幹線道路の真ん中でエンストし,にっちもさっちもいかなくなる。追突されてはえらいことなので,トランクからかねて用意のコーンを出して車の前後左右に配置する。と,いきなりカラスの大群が飛んで来てせっかく置いたコーンをくわえて行ってしまう。またコーンを置く,カラスが来る。くりかえすうちに気がつくと,私の車が止まってから一台の車も通り過ぎてはいない。
クルマの中では結婚した覚えのない妻と,設けた覚えのない二人の子供が不満そうに空など眺めている。私は妻に,間もなく保険会社のオトコが(オンナかも知れないが)助けに来てくれるさ,コマーシャル通りに,と軽く言ってみるが,妻はなにかもっと深刻な事態を予感しているらしく,ただ黙って長女の髪を撫でている。

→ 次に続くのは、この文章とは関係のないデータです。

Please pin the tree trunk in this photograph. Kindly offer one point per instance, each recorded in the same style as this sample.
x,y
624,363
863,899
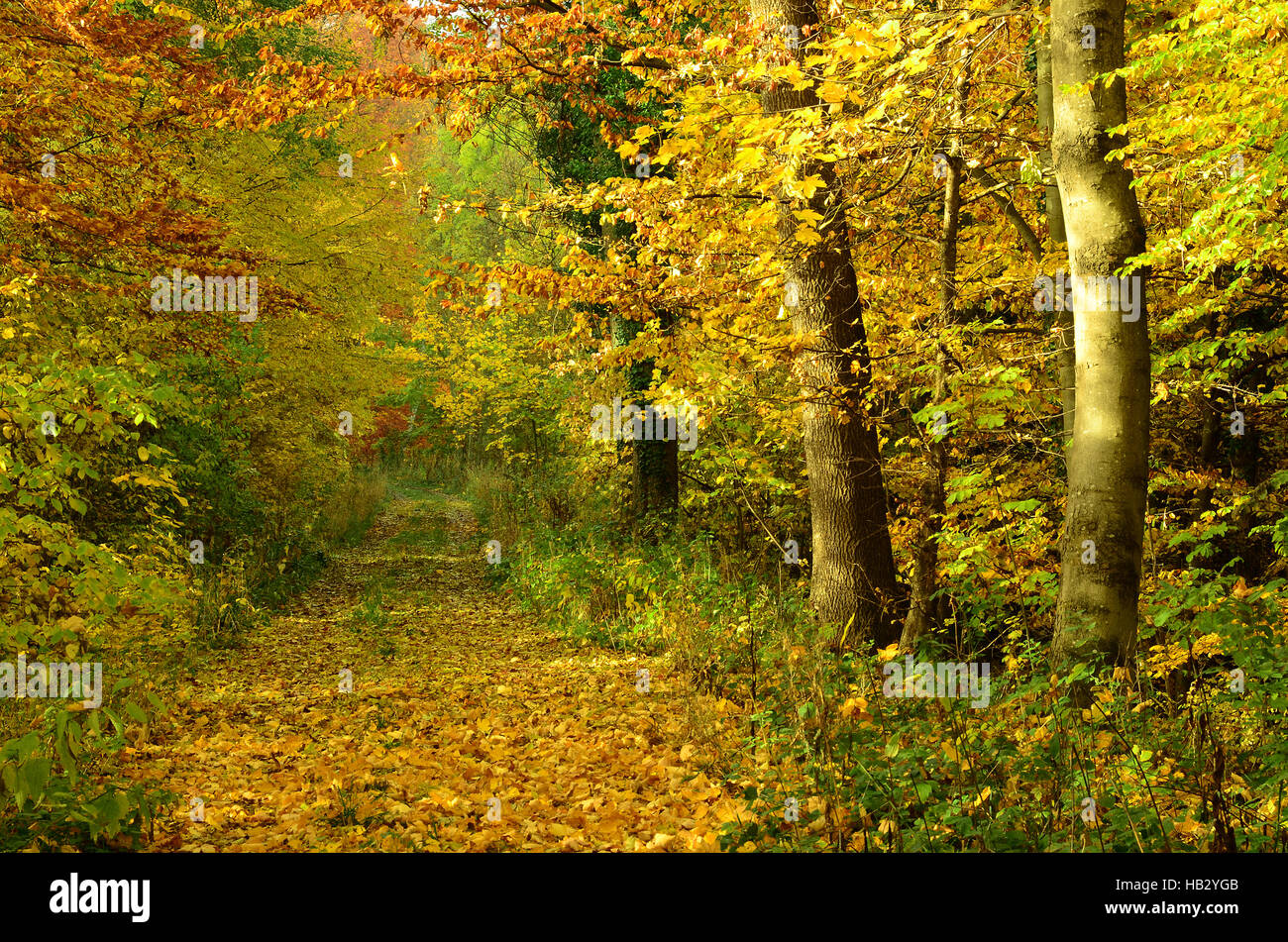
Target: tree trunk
x,y
1106,520
853,579
1065,360
925,613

けたたましいサイレンを鳴らしながらパトカーがやって来る。勢いよくドアを開けた若い警官は私の元に近寄って,こんなところで何をしているのですか間もなくここをやんごとない方のパレードが通るのですすぐにクルマをどかしなさいと言う。どかしたくても動かないのですと答えると彼はサディスティックな笑みを浮かべ,そうですか動かせないのですかひひひひひ。
やにわに妻が助手席側のドアを開ける。私はクルマから出ようとする妻の腕をつかもうとするが,妻はかまわず警官に近づき,私には見せたことのない媚態を見せて彼に抱きつく。そうか色仕掛けで取りなしてくれるのかと思っていた私は,妻が二人の子供を連れてパトカーで去って行くのを見送って呆然。
やがてパレードが近づいて来る。先導する白バイの運転手は私を見つけ,無礼者めと銃をかまえる。私はなすすべもなく両手を上げて恭順の意を表すが,進路にクルマを停めていては言い訳はできない。私は撃たれクルマはどかされて、パレードは進んで行く。薄れ行く意識のなか、空には祝日を祝う五色の飛行機雲。